Just for fun, let’s take a look at how to compute prevalence with SAS Studio.
Step 1: Access your data set
First, assign a libname so that you can access your data. To do that, you create a new SAS program by clicking on the first tab in the top menu and selecting SAS Program.
libname mydata "/courses/number/number/" access=readonly;
(Students only have readonly access to data sets in the course directory. This prevents them from accidentally deleting files shared by the whole class. As a professor with many years of experience, let me just tell you that this is a GREAT idea.)
Click on the little running guy at the top of your screen and, voila, your LIBNAME is assigned and the directory is now available for access.
(Didn’t believe me there is a little running guy that means “run”? Ha!)
Next, in the left window pane, click on Tasks and in the window to the right, click on the icon next to the data field.
From the drop down menu of directories, select the one with your data and then click on the file you need to analyze.
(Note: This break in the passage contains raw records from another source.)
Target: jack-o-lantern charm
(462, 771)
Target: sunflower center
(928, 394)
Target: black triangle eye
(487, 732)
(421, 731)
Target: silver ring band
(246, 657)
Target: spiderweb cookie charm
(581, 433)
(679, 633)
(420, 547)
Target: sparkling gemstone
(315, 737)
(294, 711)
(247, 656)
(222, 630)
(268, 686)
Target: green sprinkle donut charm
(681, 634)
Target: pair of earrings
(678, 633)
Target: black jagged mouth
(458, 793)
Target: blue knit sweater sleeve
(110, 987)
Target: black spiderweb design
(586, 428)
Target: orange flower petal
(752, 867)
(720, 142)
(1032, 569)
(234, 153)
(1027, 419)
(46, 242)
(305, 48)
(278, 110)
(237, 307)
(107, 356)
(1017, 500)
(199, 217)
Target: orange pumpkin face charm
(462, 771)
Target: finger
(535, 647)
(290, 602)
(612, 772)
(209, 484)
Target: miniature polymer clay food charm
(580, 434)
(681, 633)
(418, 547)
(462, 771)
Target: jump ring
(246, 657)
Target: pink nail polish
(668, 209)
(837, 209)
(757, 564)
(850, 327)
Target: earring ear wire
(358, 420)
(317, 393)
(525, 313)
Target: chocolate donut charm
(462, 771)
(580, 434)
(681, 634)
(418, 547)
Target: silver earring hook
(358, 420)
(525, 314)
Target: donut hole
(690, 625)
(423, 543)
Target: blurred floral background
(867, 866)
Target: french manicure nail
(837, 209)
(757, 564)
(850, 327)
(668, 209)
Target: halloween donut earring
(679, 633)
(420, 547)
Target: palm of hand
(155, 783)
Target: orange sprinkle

Step 2: Select the statistic that you want and then select the variable. In this case, I selected one-way frequencies, and one cool thing is that SAS will automatically show you ONLY the roles you need for a specific test. If you were doing a two-sample t-test, for example, it would ask for you groups variable and your analysis variable. Since I am doing a one-way frequency, there is only an analysis variable.
When you click on the plus next to Analysis Variables, all of the variables in your data set pop up and you can select which you want to use. Then, click on your little running guy again, and voila again, results.
So … the prevalence of diabetes is about 11% of the ADULT population in California, or about 110 per 1,000.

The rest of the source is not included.